At the age of 85, Mira Lehr is hitting a new high water mark in her career with national critical acclaim and a passion for protecting the planet from climate Armageddon. Mira Lehr has been championing environmental action since 1969, decades before others jumped on the climate bandwagon. It was fifty-one years ago that Buckminster Fuller chose Lehr for his groundbreaking World Game project. This was during the first lunar landing and a year before the first Earth Day, which celebrates its 50th anniversary this week on April 22.
Now, on the 50th anniversary of her artistic turning point towards championing the environment, the Mennello Museum of American Art in Orlando has invited Mira Lehr to present a new exhibition with a fateful title: High Water Mark. Since the museum is temporarily closed due to the pandemic, a new series of online initiatives bring Mira’s art to audiences who are staying at home now because of social distancing.

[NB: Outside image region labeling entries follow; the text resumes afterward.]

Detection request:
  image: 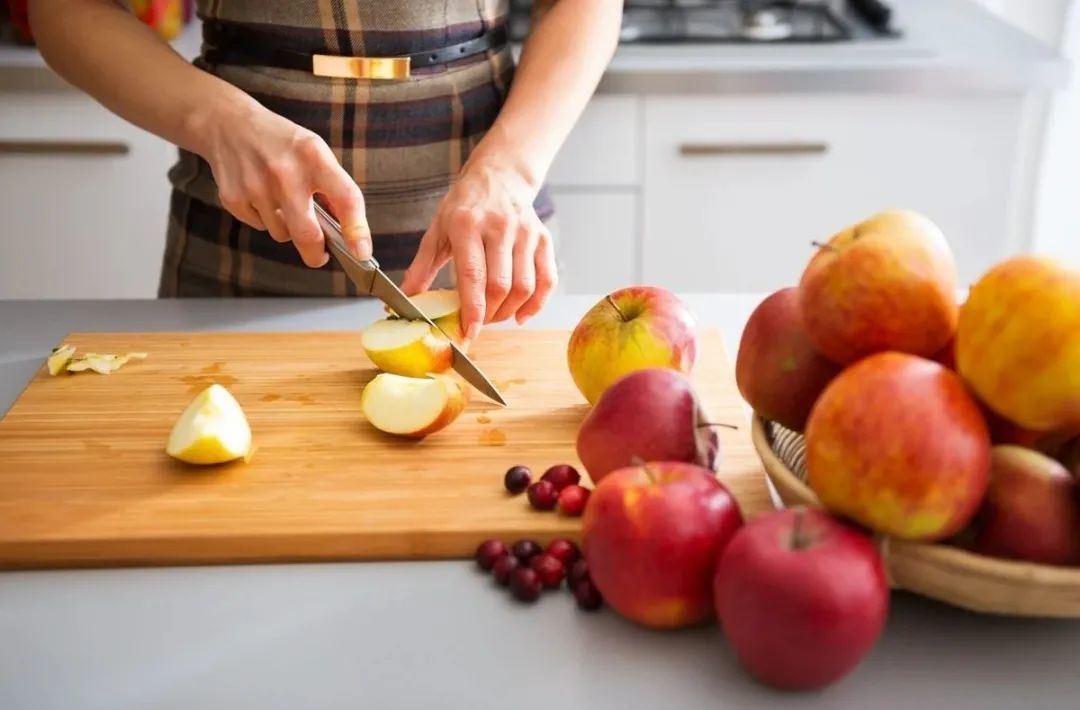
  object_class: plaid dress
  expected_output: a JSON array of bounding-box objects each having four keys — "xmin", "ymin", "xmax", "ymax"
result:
[{"xmin": 159, "ymin": 0, "xmax": 554, "ymax": 297}]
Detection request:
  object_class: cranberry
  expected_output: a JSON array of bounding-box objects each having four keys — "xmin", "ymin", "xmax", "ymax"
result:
[
  {"xmin": 558, "ymin": 485, "xmax": 589, "ymax": 518},
  {"xmin": 502, "ymin": 466, "xmax": 532, "ymax": 495},
  {"xmin": 570, "ymin": 579, "xmax": 604, "ymax": 612},
  {"xmin": 491, "ymin": 554, "xmax": 522, "ymax": 587},
  {"xmin": 475, "ymin": 540, "xmax": 509, "ymax": 570},
  {"xmin": 529, "ymin": 481, "xmax": 558, "ymax": 510},
  {"xmin": 510, "ymin": 540, "xmax": 540, "ymax": 562},
  {"xmin": 510, "ymin": 567, "xmax": 540, "ymax": 602},
  {"xmin": 529, "ymin": 553, "xmax": 566, "ymax": 589},
  {"xmin": 540, "ymin": 464, "xmax": 581, "ymax": 491},
  {"xmin": 544, "ymin": 537, "xmax": 581, "ymax": 567},
  {"xmin": 566, "ymin": 558, "xmax": 589, "ymax": 588}
]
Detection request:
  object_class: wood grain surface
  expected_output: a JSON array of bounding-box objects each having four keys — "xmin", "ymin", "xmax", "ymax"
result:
[{"xmin": 0, "ymin": 330, "xmax": 771, "ymax": 568}]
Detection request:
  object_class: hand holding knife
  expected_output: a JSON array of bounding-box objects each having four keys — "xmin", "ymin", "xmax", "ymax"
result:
[{"xmin": 314, "ymin": 201, "xmax": 507, "ymax": 406}]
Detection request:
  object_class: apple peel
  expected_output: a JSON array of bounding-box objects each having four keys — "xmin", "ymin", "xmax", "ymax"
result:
[{"xmin": 46, "ymin": 345, "xmax": 149, "ymax": 377}]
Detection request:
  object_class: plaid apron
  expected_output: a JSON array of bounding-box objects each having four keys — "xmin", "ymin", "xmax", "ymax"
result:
[{"xmin": 159, "ymin": 0, "xmax": 554, "ymax": 297}]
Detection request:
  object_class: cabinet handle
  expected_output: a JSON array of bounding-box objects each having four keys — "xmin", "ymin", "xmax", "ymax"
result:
[
  {"xmin": 0, "ymin": 140, "xmax": 131, "ymax": 156},
  {"xmin": 678, "ymin": 143, "xmax": 828, "ymax": 157}
]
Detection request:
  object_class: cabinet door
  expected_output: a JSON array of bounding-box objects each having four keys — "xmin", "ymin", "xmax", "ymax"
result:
[
  {"xmin": 0, "ymin": 91, "xmax": 176, "ymax": 298},
  {"xmin": 643, "ymin": 95, "xmax": 1021, "ymax": 292},
  {"xmin": 552, "ymin": 189, "xmax": 640, "ymax": 294}
]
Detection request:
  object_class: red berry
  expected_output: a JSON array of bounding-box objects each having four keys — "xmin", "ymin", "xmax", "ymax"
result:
[
  {"xmin": 491, "ymin": 554, "xmax": 522, "ymax": 587},
  {"xmin": 510, "ymin": 567, "xmax": 540, "ymax": 602},
  {"xmin": 475, "ymin": 540, "xmax": 509, "ymax": 570},
  {"xmin": 566, "ymin": 558, "xmax": 589, "ymax": 589},
  {"xmin": 558, "ymin": 485, "xmax": 589, "ymax": 518},
  {"xmin": 540, "ymin": 464, "xmax": 581, "ymax": 491},
  {"xmin": 544, "ymin": 537, "xmax": 581, "ymax": 567},
  {"xmin": 529, "ymin": 553, "xmax": 566, "ymax": 589},
  {"xmin": 571, "ymin": 578, "xmax": 604, "ymax": 612},
  {"xmin": 529, "ymin": 481, "xmax": 558, "ymax": 510},
  {"xmin": 510, "ymin": 540, "xmax": 540, "ymax": 562},
  {"xmin": 502, "ymin": 466, "xmax": 532, "ymax": 495}
]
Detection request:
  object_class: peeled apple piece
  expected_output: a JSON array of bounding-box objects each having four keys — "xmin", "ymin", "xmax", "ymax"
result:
[
  {"xmin": 165, "ymin": 384, "xmax": 253, "ymax": 466},
  {"xmin": 361, "ymin": 318, "xmax": 454, "ymax": 377},
  {"xmin": 361, "ymin": 373, "xmax": 467, "ymax": 439}
]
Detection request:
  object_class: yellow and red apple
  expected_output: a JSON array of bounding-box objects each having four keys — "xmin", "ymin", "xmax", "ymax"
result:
[
  {"xmin": 567, "ymin": 286, "xmax": 698, "ymax": 404},
  {"xmin": 361, "ymin": 373, "xmax": 468, "ymax": 439},
  {"xmin": 806, "ymin": 352, "xmax": 990, "ymax": 540},
  {"xmin": 799, "ymin": 210, "xmax": 958, "ymax": 365},
  {"xmin": 956, "ymin": 255, "xmax": 1080, "ymax": 431},
  {"xmin": 582, "ymin": 461, "xmax": 743, "ymax": 629},
  {"xmin": 735, "ymin": 287, "xmax": 840, "ymax": 431}
]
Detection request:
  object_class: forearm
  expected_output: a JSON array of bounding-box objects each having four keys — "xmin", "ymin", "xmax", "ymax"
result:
[
  {"xmin": 470, "ymin": 0, "xmax": 622, "ymax": 189},
  {"xmin": 29, "ymin": 0, "xmax": 254, "ymax": 156}
]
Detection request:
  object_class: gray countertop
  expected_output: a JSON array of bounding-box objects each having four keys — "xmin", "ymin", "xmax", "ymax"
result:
[
  {"xmin": 0, "ymin": 294, "xmax": 1080, "ymax": 710},
  {"xmin": 0, "ymin": 0, "xmax": 1069, "ymax": 94}
]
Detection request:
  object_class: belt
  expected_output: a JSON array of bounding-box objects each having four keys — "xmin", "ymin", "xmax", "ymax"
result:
[{"xmin": 202, "ymin": 22, "xmax": 507, "ymax": 79}]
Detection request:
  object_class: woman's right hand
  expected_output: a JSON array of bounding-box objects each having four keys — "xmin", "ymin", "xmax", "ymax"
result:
[{"xmin": 201, "ymin": 102, "xmax": 372, "ymax": 268}]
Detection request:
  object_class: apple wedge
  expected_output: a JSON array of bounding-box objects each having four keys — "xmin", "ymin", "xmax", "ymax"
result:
[
  {"xmin": 361, "ymin": 318, "xmax": 453, "ymax": 377},
  {"xmin": 165, "ymin": 385, "xmax": 252, "ymax": 466},
  {"xmin": 386, "ymin": 289, "xmax": 465, "ymax": 349},
  {"xmin": 361, "ymin": 373, "xmax": 467, "ymax": 439}
]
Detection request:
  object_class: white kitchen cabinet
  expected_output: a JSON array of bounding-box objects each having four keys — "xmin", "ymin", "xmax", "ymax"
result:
[
  {"xmin": 642, "ymin": 95, "xmax": 1021, "ymax": 292},
  {"xmin": 548, "ymin": 94, "xmax": 642, "ymax": 187},
  {"xmin": 552, "ymin": 189, "xmax": 640, "ymax": 294},
  {"xmin": 0, "ymin": 90, "xmax": 176, "ymax": 298}
]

➢ The Mennello Museum is also providing online tools for families while at home with their children during the pandemic, based on Mira Lehr’s exhibition. Parents can visit the museum’s social media channels: facebook.com/MennelloMuseum and instagram.com/mennellomuseum (#YourMennelloMoment).
➢ Lehr is sharing the museum’s virtual tours with her audiences at this new video-tour miralehr.com/high-water-mark-exhibition-videos and at this new gallery photo-tour miralehr.com/exhibition-phototour.
About the Artist
Lehr’s solo and group exhibitions number over 300. She is a graduate of Vassar College (1956) with a degree in Art History, under the mentorship of Linda Nochlin, the feminist art historian. She has been collected by major institutions across the U.S., including the Smithsonian Museum of American Art (Washington), the Getty Museum Research Center (Los Angeles), Perez Art Museum (Miami), and the Frances Lehman Loeb Art Center (NY).